Kumar acknowledges that you can be great at your craft, but that does not guarantee success in the industry. The ongoing pandemic has revealed, in her opinion, the cracks in the industry that need repair, and she is hopeful that the industry as a whole can take on the responsibility of educating the consumer on the true cost of food. But that education can be painful, and often has a negative impact on business.

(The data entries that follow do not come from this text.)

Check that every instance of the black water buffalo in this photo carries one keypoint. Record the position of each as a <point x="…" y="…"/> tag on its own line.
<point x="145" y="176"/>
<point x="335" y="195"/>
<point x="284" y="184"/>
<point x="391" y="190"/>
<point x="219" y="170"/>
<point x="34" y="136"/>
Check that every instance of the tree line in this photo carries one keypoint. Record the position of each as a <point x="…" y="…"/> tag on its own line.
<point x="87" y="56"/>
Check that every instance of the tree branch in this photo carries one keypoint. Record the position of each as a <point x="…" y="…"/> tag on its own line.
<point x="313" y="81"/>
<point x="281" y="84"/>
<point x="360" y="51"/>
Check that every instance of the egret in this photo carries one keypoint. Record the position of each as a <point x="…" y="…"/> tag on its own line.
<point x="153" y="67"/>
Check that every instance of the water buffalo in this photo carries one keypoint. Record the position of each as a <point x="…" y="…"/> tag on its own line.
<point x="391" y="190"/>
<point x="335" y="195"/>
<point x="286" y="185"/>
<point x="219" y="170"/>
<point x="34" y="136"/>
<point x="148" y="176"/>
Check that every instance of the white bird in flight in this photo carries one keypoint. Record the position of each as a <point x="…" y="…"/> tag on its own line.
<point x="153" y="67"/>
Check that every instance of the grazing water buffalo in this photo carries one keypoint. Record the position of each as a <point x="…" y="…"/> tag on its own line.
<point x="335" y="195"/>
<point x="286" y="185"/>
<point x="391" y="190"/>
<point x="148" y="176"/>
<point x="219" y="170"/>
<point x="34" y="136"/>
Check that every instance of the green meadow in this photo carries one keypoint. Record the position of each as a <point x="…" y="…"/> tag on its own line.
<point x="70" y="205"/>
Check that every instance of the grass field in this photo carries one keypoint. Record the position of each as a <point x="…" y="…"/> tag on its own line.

“I'm hopeful that Americans will start understanding the actual cost of things and not expecting luxury every minute of every day for nothing,” she said. “The math of restaurants really sucks, and there isn't that much room for anything to get any more expensive without the food on the menu becoming super expensive.” Consumers still have a disconnect between seeing their personal prices for gas and groceries rising significantly and yet expecting restaurant food to stay the same price. “The ones that don't get it are more vitriolic than ever. They're nastier than ever. And they're digging into that entitlement so hard right now.” Kumar said that her public reviews are either five star or one star, with no middle ground. And the one-star reviews are usually either a complaint about pricing or a complaint about her vaccination requirement for guests. And that is difficult to stomach for a chef who has gone down the path of paying her staff well and providing a safe work environment. It is hard to see consumers not embracing that.
Which doesn’t mean she’s note hopeful for the industry. The supply chain issues have magnified how restaurants that source products locally and have relationships with farmers and suppliers have been in a position to weather these storms better than those relying solely on commodity products.
“Relying on domestic sources, and even more than that, relying on local sources, is the right way to go in every way. The planet sense, the ecology, the economy, the stability, all of it. And we are having more conversations now about labor and sourcing and how to be more mindful and responsible about how businesses are operated and the actual cost and impact of our decisions,” she said. “I think there's going to be a permanent change in a lot of that those aspects. I'm hopeful because I think there's no surviving this without us addressing the very big elephants in the room, and that will ultimately improve the industry as a whole.”